That’s not bad. Very similar to grand vista all of June and July. Yet they kept opening buildings as the weeks went on. More and more people were coming in. Pools were packed


----------



## James G

I wanted to revive this thread just for a interesting fact. Aruba reopened its borders on July 1 with a limited number of countries, and July 10 with the United States. On July 1, they only had 2 active cases of Coronavirus. When I went to Aruba on July 18, they only had 8 active cases.  When I left on July 24, the number had risen to 13.  Now roughly 3 weeks later the active case number is 681 and growing each day.  I'm not making any judgements on whether they should have opened or not, but I just thought this was interesting food for thought.  It's got to be tough on islands like Aruba who are trying to balance the lifeblood of their economy with the health of their citizens.


----------



## CPNY

Anyone there now? Wondering how the crowds are. I’m heading there in a week


----------



## Theiggy

CPNY said:


> Anyone there now?
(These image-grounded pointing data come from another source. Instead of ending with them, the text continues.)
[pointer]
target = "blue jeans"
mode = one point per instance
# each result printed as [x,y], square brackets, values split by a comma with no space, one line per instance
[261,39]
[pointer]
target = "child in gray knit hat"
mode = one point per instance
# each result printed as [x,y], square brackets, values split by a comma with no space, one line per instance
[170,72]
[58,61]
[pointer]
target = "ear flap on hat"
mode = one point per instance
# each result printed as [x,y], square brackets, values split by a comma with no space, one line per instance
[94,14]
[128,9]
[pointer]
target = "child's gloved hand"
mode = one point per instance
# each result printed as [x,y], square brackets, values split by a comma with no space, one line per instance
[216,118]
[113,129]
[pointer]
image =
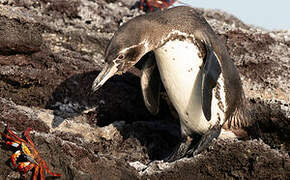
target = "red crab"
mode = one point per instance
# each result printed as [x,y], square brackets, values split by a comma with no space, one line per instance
[26,149]
[151,4]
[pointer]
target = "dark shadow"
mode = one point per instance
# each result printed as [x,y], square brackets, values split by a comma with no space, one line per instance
[270,125]
[120,99]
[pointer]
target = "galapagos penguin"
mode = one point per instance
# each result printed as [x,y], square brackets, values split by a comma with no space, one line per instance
[195,68]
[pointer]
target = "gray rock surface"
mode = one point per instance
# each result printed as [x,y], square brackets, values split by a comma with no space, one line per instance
[51,51]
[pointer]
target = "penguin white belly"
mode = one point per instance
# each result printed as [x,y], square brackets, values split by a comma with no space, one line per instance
[180,69]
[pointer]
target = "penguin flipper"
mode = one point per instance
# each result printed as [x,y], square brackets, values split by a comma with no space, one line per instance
[211,73]
[150,84]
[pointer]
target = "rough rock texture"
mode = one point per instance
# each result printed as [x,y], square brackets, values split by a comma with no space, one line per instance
[50,52]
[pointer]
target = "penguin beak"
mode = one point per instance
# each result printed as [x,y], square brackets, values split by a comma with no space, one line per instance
[108,71]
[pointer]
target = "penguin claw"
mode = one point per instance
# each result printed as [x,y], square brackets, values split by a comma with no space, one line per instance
[186,149]
[207,139]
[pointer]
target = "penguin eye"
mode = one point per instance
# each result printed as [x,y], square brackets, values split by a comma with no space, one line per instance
[121,56]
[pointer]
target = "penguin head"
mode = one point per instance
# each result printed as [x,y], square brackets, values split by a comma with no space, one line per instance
[125,49]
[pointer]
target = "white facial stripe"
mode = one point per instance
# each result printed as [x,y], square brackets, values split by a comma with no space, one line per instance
[144,42]
[176,32]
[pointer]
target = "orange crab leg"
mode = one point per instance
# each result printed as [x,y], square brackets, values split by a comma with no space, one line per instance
[49,171]
[26,167]
[14,157]
[14,144]
[42,177]
[10,138]
[36,171]
[26,134]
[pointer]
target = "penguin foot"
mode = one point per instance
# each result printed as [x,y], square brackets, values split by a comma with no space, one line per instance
[180,150]
[206,140]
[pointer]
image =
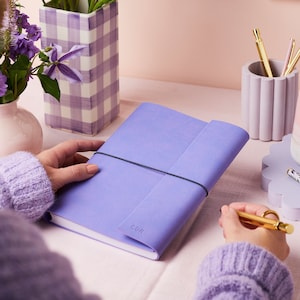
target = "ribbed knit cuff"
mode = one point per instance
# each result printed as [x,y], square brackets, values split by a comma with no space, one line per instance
[29,270]
[246,270]
[24,185]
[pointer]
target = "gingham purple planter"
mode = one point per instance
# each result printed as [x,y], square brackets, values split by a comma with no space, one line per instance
[89,106]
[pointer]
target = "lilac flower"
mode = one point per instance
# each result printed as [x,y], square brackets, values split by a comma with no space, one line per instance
[22,19]
[71,74]
[3,85]
[22,46]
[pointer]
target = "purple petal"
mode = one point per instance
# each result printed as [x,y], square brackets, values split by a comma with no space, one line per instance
[50,71]
[74,52]
[53,54]
[71,74]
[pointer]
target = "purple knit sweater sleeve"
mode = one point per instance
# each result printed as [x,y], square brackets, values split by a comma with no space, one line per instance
[24,185]
[243,271]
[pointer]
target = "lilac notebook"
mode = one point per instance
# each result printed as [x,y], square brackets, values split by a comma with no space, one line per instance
[156,170]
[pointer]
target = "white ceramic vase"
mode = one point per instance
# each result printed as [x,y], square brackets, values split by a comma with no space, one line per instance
[19,130]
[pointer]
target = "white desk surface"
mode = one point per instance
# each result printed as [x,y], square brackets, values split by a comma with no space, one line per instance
[115,274]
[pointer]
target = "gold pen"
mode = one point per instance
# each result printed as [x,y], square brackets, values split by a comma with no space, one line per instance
[265,222]
[293,63]
[262,52]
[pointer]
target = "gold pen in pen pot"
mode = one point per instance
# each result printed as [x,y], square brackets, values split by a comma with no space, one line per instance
[268,223]
[262,52]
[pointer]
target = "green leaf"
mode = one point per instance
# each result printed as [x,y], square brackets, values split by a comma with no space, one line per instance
[50,86]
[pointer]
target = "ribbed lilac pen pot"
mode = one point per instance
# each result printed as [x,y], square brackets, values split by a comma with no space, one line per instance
[88,106]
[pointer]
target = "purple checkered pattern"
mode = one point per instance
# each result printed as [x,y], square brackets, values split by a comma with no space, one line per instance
[89,106]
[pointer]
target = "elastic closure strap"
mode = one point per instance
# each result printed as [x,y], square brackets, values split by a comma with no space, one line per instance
[154,169]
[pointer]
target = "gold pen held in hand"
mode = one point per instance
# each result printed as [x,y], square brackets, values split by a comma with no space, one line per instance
[268,223]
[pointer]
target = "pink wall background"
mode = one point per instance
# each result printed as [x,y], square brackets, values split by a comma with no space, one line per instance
[202,42]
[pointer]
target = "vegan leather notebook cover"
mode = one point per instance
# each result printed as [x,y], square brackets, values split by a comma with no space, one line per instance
[155,171]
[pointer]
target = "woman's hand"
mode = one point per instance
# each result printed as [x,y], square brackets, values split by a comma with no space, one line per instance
[64,165]
[234,231]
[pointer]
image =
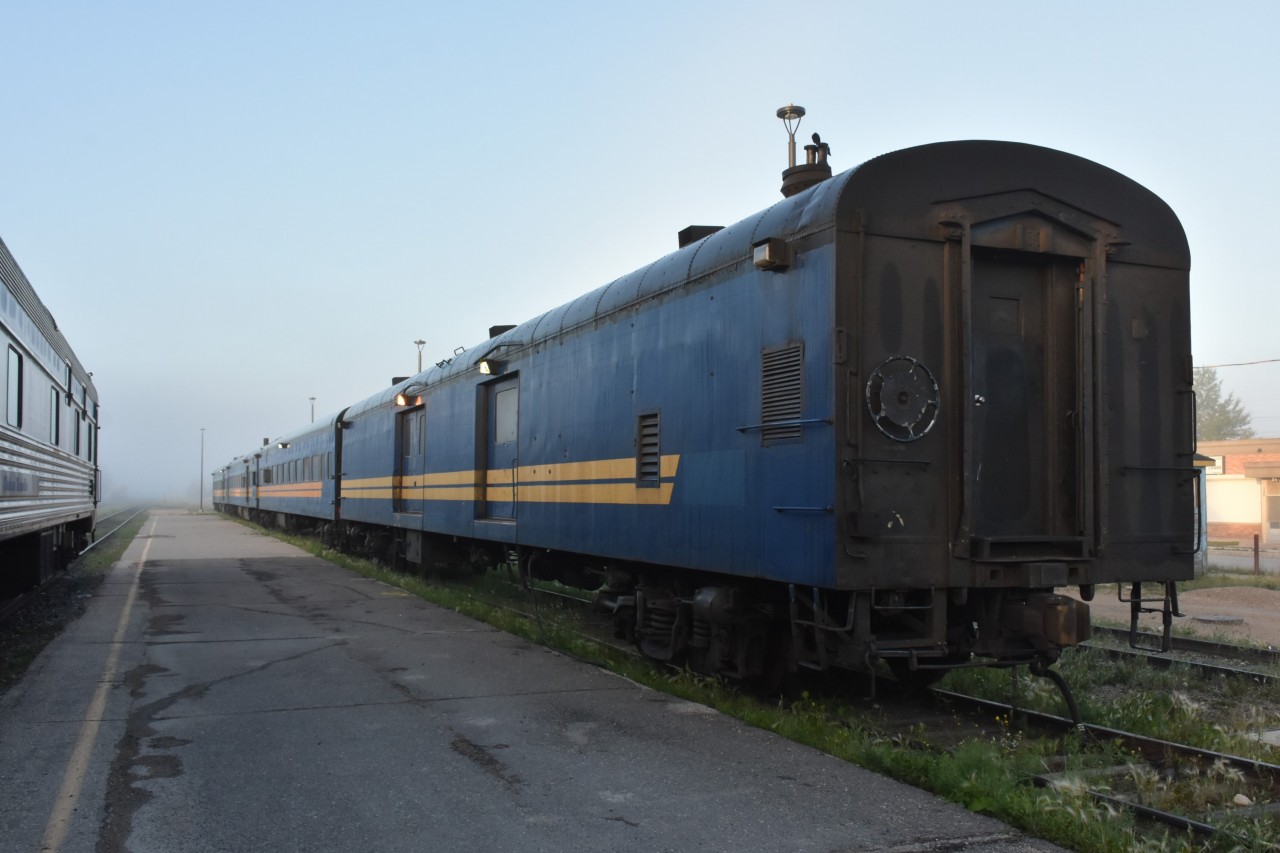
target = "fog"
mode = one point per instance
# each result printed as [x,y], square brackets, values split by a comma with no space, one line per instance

Wondering how the crowds are. I’m heading there in a week



@CPNY- it doesn’t look too crowded based on the FB group posts. I hope you used the $229 AC! 


Sent from my iPhone using Tapatalk


----------



## CPNY

Theiggy said:


> @CPNY- it doesn’t look too crowded based on the FB group posts. I hope you used the $229 AC!
> 
> 
> Sent from my iPhone using Tapatalk


I DID!! So cheap!


----------



## CPNY

Anyone have any recommendations on where I can rent a convertible for the week in Aruba? Seems that no rental car company has convertibles as an option?


----------



## dioxide45

CPNY said:


> Anyone have any recommendations on where I can rent a convertible for the week in Aruba? Seems that no rental car company has convertibles as an option?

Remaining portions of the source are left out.